I don’t like to work on what everybody else is working on. You have to have a new and original idea. If you don’t have one in a field that’s already established, why bother? If I have an idea, I’m fearless to pursue it.

For example, when I looked at Professor Jim Meindl’s work on chips, it was so cool. I have no shame to admit that I don’t have the slightest clue about how his group is doing this research in nanotechnology. So I said, “Why don’t we work on building a synthetic kidney on a chip?” He liked the idea, so we’re giving it a try.

I change fields every five years or so because I want to be in a field where I can make a contribution. I’ve been studying protein folding now for longer than I expected because it’s a very hard problem. But I like to solve hard problems. I’m sticking with it.

As a child, my parents were very nurturing. I remember my father coming home with tube experiments for me to do and those “how-and-why” science books. My mother encouraged us to be curious. There was nothing we couldn’t do if we tried hard enough. My parents took us to museums such as the Smithsonian. They always encouraged us to be creative and think outside the box.

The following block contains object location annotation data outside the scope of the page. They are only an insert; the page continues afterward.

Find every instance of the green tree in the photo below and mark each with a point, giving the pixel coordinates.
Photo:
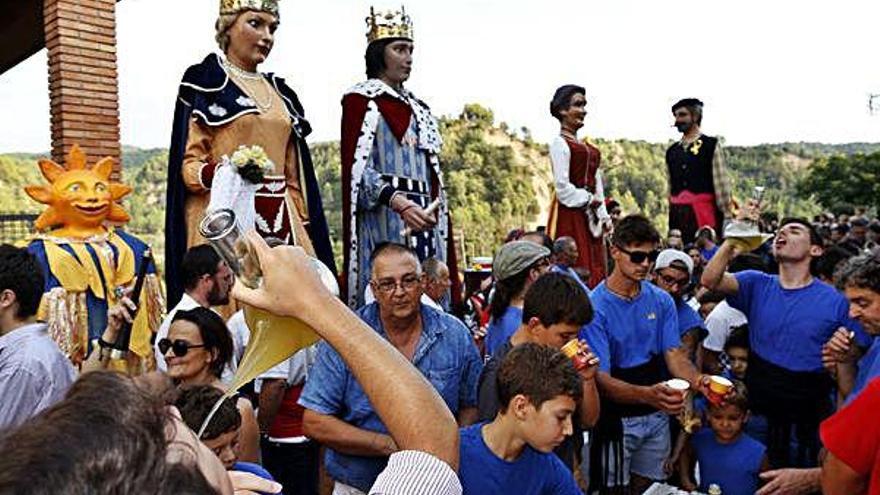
(854, 179)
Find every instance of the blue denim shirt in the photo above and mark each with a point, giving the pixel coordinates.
(445, 355)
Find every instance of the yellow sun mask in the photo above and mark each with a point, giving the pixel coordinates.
(81, 199)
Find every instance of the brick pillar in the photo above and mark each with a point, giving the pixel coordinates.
(83, 89)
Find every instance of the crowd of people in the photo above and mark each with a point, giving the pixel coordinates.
(593, 355)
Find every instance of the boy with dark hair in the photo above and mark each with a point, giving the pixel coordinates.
(539, 390)
(636, 335)
(34, 374)
(555, 309)
(727, 456)
(221, 434)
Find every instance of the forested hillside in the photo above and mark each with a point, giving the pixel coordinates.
(499, 178)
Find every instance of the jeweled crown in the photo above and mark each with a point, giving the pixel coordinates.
(236, 6)
(389, 24)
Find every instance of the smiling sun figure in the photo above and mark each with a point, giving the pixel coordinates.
(81, 199)
(89, 260)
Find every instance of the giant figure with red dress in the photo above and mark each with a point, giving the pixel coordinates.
(578, 207)
(391, 178)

Rather than forcing extracurricular activities on us, they said we had to be really interested in it. They encouraged us to be interested in the things we were interested in. I played guitar for a while because I wanted to do it…. I was given the opportunity to be creative.

One thing I like to do is build furniture – desks, bookcases, credenzas. I like to work with my hands. That’s ironic because I don’t work with my hands at all in the office. I don’t have much time to do this now, but I like to design furniture and figure out how to put it together. There’s an element of instant gratification in it. So much of my work is non-gratifying. I go home frustrated a lot. But building furniture is tactile and real. It’s very gratifying.

For my children – my 2-year-old triplets – I want them to become what they want to be. I think one of my daughters may become an engineer. My son is already speaking in full sentences. He’s very verbal and analytical. My other daughter is very detail-oriented and intense. We are nurturing their creativity and making learning fun for them.